Its commitment to inclusion is nothing new. “Wava has always been a great advocate and champion of unrepresented studio artists and emerging young talent,” said Ashlee Harrison, director of the Americas for Carpenters Workshop Gallery (no connection to Ms. Carpenter).

Ms. Carpenter recently co-hosted an exhibition at the New York location of the Carpenters Workshop Gallery through Anava Projects, an organization she co-founded in 2019 to help socially conscious artists expand their reach. (She remains active in Anava, even in her new post.). Entitled “The New Guard: Stories from the New World”, it opened last month. It includes pieces from artists like Anubha Sood and Susannah Weaver.

“I really enjoy working with young designers and helping them get opportunities,” Ms. Carpenter said. “I enjoy trying to make those connections so that they have a head start.”

Ms. Carpenter was born in Indianapolis and raised in Astor, Florida, approximately 300 miles from the Miami Beach tent that will house Design Miami. It was, as she put it, “a kind of Florida in the middle of nowhere.” She was interested in art from an early age, inspired in part by her maternal grandfather, a commercial artist who worked on projects such as painting murals in homes and churches and designing lighting fixtures. .
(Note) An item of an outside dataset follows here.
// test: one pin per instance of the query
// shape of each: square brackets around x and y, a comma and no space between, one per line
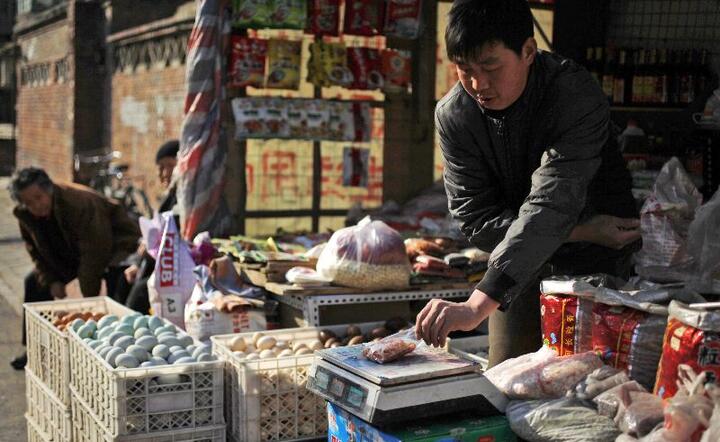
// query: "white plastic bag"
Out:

After earning an undergraduate degree in humanities and philosophy in 2003 at Florida State University in Tallahassee, Ms. Carpenter moved to Miami and was hired by an art restorer, which led to her helping to modernizing hotels like the Sagamore Hotel South Beach. “I started working with interior designers and I was like, ‘I love this!’ She said. This passion inspired her to move to New York City, to pursue an MA in History of Decorative Arts and Design at Parsons School of Design in partnership with the Cooper Hewitt, Smithsonian Design Museum, which she obtained in 2006. More late that year, she returned to Florida to work at Design Miami.

Ms Carpenter lives with her partner, René Morales, chief curator at the Pérez Art Museum Miami, and their 10-year-old daughter in Miami’s Roads neighborhood, about five miles south of the Design District.

Although Design Miami has grown since its inception, one thing has not changed: the absence of a universal term to describe the creations it exhibits, which are sometimes referred to as collectible design, or, alternatively, functional design. .

“It’s definitely a job that doesn’t fit the definitions,” Ms. Carpenter said, “but I like supporting this work that doesn’t fit very well.”

It is a category which, she added, “does not live strictly in the art world”.